— Сысой?! — обнял друга. Вокруг них приплясывала и повизгивала от радости Ульяна. Улыбаясь, подошел Лукин, в длинной рубахе с опояской, в древнерусских крестах. Из казармы тек хлебный дух. Тимофей с Сысоем повели носами и перед глазами замельтешили цветные круги.
— Ой, — всплеснула руками Ульяна. — Вы, поди, без хлеба? — Потащила гостей в поварню. Перекрестившись на образа, почитав «Отче наш…» истекающим от слюны языком, шелиховские стрелки сели за стол перед горкой блинов, пахнущих сивучьим жиром.
— Кочесовых позвать надо, — смущенно пробормотал Сысой, не смея прикоснуться к еде. Все казалось сном и боязно было протянуть руку, чтобы, как во сне, хлеб не исчез со стола.
— Звал уже, — оглаживая бороду, сказал Лукин. — Не идут.

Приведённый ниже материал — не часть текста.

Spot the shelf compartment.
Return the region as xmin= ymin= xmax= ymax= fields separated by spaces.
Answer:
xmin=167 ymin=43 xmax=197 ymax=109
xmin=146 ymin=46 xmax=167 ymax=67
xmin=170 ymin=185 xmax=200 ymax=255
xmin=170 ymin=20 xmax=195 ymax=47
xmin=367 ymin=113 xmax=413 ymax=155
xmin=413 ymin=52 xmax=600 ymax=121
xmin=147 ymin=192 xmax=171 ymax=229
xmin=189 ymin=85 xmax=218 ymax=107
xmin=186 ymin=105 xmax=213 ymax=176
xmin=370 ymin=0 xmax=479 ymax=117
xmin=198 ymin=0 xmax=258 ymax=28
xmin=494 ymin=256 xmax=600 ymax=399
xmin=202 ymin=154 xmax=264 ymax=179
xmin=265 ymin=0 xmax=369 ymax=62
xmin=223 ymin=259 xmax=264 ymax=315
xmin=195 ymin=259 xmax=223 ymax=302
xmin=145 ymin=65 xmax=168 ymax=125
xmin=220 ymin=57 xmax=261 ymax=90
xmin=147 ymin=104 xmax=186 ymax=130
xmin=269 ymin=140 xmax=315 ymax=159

Они в позапрошлом году в устье Медной реки с нашими воевали, теперь в смущении… Вы ешьте, я им отнесу!
— Хорошо живете! — простонал Сысой и осторожно потянулся за первым блином.
— Третий день только отъедаемся, — проворчал старовер. — Сквернились всякой гадостью, а меха пайщикам — давай.
Ульяна весело вертелась между печкой и столом, потом подсела к Сысою и, зардев, спросила:
— А где Вася?
— Он в медведниковской партии! — прошепелявил Сысой с блином во рту.
— Вася теперь у Баранова в дружках, — сказал не то с издевкой, не то с печалью и вдруг икнул. — Вот те раз? Объелся, прости, Господи! А думал, пуд проглочу, не замечу.
— Простит, — уголками глаз улыбнулся Лукин. — Не часто грешим.
— Вот уж не думал, что попаду на праздник, — Сысой поднялся, кланяясь на образа: — «Благодарим тя, Христе Боже наш, яко насытил еси нас земных твоих благ…» И вам спасибо! — откланялся лебедевцам.
Тараканов молча перекрестился, накинул парку и пошел к управляющему.
— Мещанин иркутский, — кивнул вслед Сысой. — Грамотный, как бес, говорят, все книги, какие есть, — прочитал, а с десяти шагов ножом в жердину попасть не может.
— Это вас, казаков да крестьян, с малолетства делу учат, — пробасил Прохор, сидя на китовом позвонке с трубкой в руке. — А меня в горной школе чему могли научить? Кабы не дед, пропал бы. Он кистенем такое выделывал, куда нынешним. Разве Терентий Степаныч сможет, — покосился на старовера.
Ульяна снова вскочила, бестолково загремела сковородами.
Посуетившись, села и уставилась на Сысоя немигающими глазищами. Он обернулся, хотел спросить: ты чего?
— Вася-то жив-здоров, слава Богу… А что у него нового… Может быть, женился?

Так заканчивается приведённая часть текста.